|Oliver, Melvin - Mel|
Submitted to: Journal Of Plant Ecology
Publication Type: Peer Reviewed Journal
Publication Acceptance Date: 6/1/2000
Publication Date: 11/1/2000
Citation: N/A Interpretive Summary: This monograph takes all of the evidence relating to the possible mechanisms by which plants can survive the total loss of water (desiccation) of their vegetative tissues produced to date and formulates a series of testable hypotheses as to how desiccation tolerance evolved in the land plants. The synthesis of the data allows us to propose the following; 1. The initial evolution of vegetative desiccation tolerance wa a crucial step in the colonization of the land by primitive plants. 2. The primitive mechanism of tolerance probably involved constitutive cellular protection coupled with active cellular repair. 3. As plant species evolved, vegetative desiccation tolerance was lost. 4. The mechanism of desiccation tolerance exhibited in seeds, a developmentally induced cellular protection system, evolved from the primitive form of vegetative desiccation tolerance. 5. Modified vegetative desiccation tolerance mechanisms in angiosperms evolved from that programmed into seed development as species spread into arid environments. 6.. Most recently, certain desiccation-tolerant monocots evolved the strategy of losing chlorophyll and chloroplasts during drying to survive and compete in severe habitats with long periods of drought and high light conditions.

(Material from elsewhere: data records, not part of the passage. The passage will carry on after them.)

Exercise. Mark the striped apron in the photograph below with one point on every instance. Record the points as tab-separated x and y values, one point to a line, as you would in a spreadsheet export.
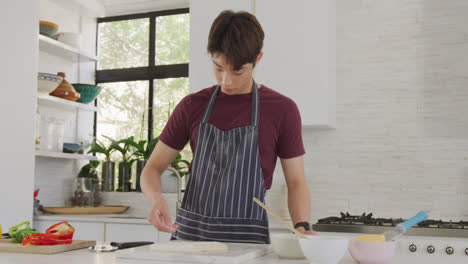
225	176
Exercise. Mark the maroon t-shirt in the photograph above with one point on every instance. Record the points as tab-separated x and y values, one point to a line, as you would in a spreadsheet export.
279	129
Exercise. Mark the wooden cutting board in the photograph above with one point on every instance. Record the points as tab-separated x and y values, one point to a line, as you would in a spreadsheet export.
7	246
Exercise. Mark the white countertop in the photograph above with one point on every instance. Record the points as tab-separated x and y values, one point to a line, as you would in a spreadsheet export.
115	218
85	256
88	257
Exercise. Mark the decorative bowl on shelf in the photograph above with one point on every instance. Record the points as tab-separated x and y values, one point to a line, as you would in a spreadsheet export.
88	92
67	95
70	38
47	82
65	90
48	28
71	148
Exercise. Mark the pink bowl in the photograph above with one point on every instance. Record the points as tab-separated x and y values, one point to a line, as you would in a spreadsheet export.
372	252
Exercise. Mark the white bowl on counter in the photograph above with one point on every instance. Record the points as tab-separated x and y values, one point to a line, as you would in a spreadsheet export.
286	246
324	249
47	82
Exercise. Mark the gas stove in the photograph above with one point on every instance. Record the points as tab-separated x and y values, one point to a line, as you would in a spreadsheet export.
431	241
367	224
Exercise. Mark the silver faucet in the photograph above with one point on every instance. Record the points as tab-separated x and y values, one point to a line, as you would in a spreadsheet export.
179	190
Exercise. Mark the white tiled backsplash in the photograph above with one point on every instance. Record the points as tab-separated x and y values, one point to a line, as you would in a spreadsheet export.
401	143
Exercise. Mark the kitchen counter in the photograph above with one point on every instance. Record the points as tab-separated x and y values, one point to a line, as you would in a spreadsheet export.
118	218
84	256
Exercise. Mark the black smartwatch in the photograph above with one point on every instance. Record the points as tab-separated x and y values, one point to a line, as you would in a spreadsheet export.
306	225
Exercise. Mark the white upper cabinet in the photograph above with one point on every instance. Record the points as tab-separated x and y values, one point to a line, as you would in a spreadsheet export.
299	58
299	55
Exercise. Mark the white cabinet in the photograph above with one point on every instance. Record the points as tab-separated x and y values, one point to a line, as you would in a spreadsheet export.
54	170
83	230
299	51
116	232
299	55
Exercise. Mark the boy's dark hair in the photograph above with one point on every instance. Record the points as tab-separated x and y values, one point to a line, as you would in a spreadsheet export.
238	36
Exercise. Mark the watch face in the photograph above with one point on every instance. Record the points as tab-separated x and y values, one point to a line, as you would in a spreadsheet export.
303	224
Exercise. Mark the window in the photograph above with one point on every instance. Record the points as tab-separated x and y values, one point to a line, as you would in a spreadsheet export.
143	69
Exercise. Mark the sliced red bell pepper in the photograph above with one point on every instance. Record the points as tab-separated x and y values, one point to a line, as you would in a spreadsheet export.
62	230
44	239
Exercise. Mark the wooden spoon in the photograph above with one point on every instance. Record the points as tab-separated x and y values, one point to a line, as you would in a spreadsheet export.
287	224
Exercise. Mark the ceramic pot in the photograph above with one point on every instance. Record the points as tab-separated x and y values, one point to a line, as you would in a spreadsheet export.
108	172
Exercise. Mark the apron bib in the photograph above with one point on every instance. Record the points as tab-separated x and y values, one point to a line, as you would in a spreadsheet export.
226	174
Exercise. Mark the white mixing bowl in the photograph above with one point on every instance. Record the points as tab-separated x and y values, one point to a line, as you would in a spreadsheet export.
286	246
324	249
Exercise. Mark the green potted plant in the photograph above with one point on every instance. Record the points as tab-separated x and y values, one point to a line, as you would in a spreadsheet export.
142	153
124	146
108	166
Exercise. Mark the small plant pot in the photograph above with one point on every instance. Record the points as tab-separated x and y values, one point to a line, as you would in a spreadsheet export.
124	177
108	176
140	165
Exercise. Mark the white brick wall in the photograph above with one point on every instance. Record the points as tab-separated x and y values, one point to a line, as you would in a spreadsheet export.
401	143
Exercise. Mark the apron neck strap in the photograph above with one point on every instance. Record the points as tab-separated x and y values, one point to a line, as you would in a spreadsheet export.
255	105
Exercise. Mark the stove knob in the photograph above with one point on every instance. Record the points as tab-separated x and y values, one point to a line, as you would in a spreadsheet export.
449	250
430	249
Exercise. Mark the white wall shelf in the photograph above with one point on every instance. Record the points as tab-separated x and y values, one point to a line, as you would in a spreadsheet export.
53	101
60	155
58	48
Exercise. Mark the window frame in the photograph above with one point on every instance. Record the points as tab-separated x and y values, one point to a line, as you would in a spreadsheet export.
148	73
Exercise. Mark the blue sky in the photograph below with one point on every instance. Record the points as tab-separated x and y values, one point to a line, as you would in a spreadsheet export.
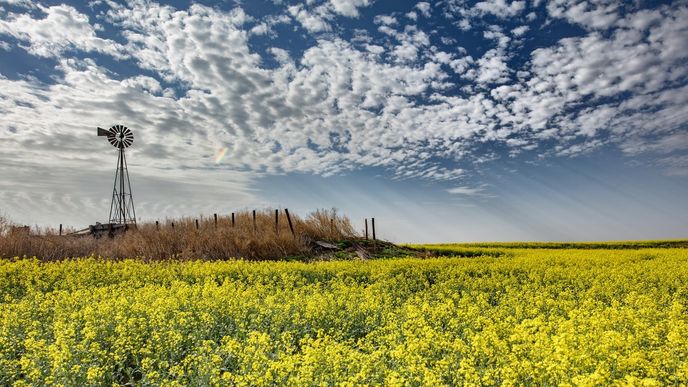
446	121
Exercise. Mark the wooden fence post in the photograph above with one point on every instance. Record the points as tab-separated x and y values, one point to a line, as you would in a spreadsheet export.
372	220
286	211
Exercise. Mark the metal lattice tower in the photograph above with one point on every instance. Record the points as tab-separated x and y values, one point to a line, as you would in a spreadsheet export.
122	206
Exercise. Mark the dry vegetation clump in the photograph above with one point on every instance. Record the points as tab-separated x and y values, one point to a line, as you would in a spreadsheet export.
180	239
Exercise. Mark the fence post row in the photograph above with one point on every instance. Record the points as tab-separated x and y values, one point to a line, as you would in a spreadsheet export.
291	227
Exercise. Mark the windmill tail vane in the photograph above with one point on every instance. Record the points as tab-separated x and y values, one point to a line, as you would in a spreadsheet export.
122	206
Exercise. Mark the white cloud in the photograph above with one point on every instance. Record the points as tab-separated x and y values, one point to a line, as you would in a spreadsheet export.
500	8
467	191
310	21
346	105
385	20
348	7
62	28
424	8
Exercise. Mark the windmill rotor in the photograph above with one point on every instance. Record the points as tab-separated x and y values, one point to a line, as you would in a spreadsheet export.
122	207
118	135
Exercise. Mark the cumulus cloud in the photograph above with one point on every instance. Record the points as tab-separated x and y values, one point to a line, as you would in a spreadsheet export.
424	8
399	102
62	28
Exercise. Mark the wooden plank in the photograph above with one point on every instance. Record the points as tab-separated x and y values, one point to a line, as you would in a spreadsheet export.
291	227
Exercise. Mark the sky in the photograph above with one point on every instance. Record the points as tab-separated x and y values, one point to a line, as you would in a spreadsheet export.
446	121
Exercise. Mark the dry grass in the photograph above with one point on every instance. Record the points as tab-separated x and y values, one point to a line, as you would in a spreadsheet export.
180	239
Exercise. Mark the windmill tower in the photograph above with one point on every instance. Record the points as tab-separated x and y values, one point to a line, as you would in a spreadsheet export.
122	207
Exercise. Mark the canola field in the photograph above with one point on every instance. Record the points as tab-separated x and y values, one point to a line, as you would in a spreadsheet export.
524	316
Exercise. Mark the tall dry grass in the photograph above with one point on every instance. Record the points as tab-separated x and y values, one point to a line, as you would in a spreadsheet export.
180	239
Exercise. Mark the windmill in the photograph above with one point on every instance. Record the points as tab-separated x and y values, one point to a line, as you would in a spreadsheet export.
122	213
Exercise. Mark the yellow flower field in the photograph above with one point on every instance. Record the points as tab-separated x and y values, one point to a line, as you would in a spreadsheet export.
528	316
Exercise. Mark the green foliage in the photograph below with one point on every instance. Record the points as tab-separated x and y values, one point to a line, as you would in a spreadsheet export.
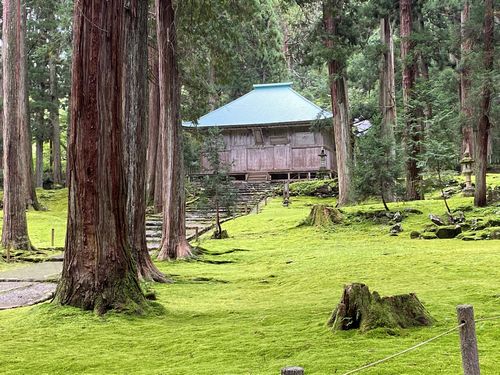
216	190
226	47
377	168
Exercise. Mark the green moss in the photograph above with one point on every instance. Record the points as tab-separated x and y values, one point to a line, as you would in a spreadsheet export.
313	188
245	326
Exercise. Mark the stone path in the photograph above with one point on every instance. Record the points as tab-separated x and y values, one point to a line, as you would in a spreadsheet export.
29	285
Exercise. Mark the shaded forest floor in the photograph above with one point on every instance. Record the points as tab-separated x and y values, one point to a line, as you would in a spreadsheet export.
260	300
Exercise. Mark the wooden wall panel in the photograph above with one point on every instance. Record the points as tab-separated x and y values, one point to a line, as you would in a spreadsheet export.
238	159
306	158
260	159
303	139
282	159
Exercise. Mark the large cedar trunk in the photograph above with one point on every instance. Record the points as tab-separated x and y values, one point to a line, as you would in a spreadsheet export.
15	229
174	243
39	163
340	108
387	96
158	187
26	137
153	126
135	136
98	271
412	131
56	129
483	127
465	82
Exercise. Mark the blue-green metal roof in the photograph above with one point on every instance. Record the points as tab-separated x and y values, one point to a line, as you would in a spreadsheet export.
265	105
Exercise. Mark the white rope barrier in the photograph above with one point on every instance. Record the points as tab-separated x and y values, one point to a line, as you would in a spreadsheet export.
416	346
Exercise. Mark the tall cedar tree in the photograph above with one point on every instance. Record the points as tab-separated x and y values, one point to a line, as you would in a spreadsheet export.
465	81
483	127
412	131
135	108
174	244
153	170
15	229
387	97
340	104
54	119
98	270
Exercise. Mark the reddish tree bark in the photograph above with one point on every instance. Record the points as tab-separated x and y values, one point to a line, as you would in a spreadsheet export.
465	82
39	163
387	95
412	131
153	126
56	128
174	243
15	229
340	107
135	108
26	138
484	125
98	271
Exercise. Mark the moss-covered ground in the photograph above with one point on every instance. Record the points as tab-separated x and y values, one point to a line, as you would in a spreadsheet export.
260	300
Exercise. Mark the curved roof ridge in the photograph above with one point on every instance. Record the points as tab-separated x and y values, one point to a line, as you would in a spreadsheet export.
272	103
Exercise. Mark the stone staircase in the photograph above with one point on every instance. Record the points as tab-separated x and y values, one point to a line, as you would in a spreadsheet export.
248	195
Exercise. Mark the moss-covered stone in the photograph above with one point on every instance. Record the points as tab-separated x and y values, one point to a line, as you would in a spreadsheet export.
414	235
428	236
323	216
450	231
360	309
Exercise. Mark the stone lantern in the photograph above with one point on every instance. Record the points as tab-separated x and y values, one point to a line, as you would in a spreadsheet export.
467	171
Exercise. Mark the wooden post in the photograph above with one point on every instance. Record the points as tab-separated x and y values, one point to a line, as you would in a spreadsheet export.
292	371
468	342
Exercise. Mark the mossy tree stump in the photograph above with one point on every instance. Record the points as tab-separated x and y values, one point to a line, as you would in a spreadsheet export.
322	216
360	309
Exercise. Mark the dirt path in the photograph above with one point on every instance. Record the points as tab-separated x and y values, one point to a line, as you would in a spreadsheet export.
29	285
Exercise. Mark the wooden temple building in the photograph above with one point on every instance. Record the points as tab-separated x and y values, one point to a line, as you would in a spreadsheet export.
268	135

Technical Abstract: Vegetative desiccation tolerance is a widespread but uncommon occurrence in the plant kingdom. Most vegetative desiccation-tolerant plants are found in the less complex clades that constitute the algae, lichens and bryophytes. However, within the larger and more complex groups of vascular land plants there are some 60 to 70 species of pteridophytes, and around 60 species of angiosperms that exhibit vegetative desiccation tolerance. In this report we analyze the evidence for the differing mechanisms of desiccation tolerance and couple it with a phylogenetic framework to generate a working hypothesis as to the evolution of desiccation tolerance in land plants. We hypothesize that the initial evolution of vegetative desiccation tolerance was a crucial step in the colonization of the land by primitive plants. The primitive mechanism of tolerance probably involved as constitutive cellular protection coupled with active cellular repair. As plant species evolved, vegetative desiccation tolerance was lost as complexity and higher growth rates were selected for. Genes that had evolved for cellular protection and repair were, in all likelihood, recruited for different but related processes e.g., response to water stress and the desiccation tolerance of reproductive propagules. We thus hypothesize desiccation tolerance exhibited in seeds, a programmed cellular protection system, evolved from the primitive form of vegetative desiccation tolerance. The modified vegetative desiccation tolerance mechanism in angiosperms evolved from that programmed into seed development as species spread into arid environments. Most recently, certain desiccation-tolerant monocots evolved the strategy of poikilochlorophylly to survive and compete in marginal droughting habitats.